Laura Hall

Personal information
- Born: February 20, 2003 (age 23) Salmon Arm, British Columbia, Canada

Sport
- Country: Canada
- Sport: Speed skating
- Event(s): 3000 m, 5000 m

Medal record
Women's speed skating
Representing Canada
Winter World University Games
| Gold medal – first place | 2023 Lake Placid | 3000 m |
Four Continents Championships
| Silver medal – second place | 2022 Calgary | 3000 m |
| Silver medal – second place | 2022 Calgary | Team pursuit |

= Laura Hall (speed skater) =

Canadian speed skater (born 2003)

Laura Hall (born February 20, 2003) is a Canadian speed skater. Hall competes primarily in the longer distances of 3000 m and 5000 m.

==Career==
Hall's first major competition was the 2019 Canada Winter Games in Red Deer, Alberta, where Hall won a bronze medal in the team pursuit.

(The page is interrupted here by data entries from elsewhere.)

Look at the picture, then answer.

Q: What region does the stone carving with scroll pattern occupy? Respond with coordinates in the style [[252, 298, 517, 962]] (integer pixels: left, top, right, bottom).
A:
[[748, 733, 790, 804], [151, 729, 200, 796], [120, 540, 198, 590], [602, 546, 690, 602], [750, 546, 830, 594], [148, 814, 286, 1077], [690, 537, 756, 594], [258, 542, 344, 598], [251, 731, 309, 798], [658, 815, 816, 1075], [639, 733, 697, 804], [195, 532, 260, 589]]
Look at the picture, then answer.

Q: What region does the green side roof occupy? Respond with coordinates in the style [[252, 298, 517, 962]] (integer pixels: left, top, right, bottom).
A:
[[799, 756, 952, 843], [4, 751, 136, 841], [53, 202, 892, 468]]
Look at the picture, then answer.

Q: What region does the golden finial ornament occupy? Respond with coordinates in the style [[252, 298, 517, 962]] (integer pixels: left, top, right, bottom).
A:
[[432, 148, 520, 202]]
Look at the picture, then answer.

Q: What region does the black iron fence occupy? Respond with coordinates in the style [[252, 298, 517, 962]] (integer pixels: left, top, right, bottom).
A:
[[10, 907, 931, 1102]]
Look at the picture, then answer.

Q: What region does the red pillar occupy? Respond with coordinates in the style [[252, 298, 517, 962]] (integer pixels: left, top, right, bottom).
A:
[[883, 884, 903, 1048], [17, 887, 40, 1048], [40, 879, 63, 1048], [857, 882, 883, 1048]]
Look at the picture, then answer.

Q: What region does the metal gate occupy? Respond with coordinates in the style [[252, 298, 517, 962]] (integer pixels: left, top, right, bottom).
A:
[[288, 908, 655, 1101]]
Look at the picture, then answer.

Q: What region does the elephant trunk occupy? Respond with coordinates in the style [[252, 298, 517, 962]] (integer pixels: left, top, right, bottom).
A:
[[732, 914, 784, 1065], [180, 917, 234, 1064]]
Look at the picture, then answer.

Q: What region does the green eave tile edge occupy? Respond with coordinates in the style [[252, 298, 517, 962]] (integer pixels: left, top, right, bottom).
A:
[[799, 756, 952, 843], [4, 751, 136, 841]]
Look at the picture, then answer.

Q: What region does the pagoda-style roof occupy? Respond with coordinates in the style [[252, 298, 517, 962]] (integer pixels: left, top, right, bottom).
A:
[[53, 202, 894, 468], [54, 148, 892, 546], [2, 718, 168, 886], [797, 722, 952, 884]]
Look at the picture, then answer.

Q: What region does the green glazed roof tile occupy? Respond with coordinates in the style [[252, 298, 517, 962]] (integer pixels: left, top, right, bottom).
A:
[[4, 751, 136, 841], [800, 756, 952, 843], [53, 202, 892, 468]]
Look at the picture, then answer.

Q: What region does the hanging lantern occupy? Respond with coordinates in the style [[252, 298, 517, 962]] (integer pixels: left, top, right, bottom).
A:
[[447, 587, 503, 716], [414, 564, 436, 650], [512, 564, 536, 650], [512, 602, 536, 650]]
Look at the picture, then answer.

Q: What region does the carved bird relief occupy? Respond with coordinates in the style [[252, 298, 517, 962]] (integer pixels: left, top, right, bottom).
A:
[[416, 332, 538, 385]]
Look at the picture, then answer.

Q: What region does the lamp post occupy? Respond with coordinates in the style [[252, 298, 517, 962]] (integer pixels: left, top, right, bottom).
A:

At the 2022 Four Continents Speed Skating Championships in Calgary, Hall won two silver medals: the women's 3000 metres, and was part of the women's team pursuit. At the 2023 World University Games in Lake Placid, Hall won the gold medal in the women's 3000 metres event.

==Personal life==
Hall's father is Michael Hall, who competed in speed skating for Canada at the 1994 Winter Olympics. Hall's brother, Daniel Hall is also a competitive speed skater.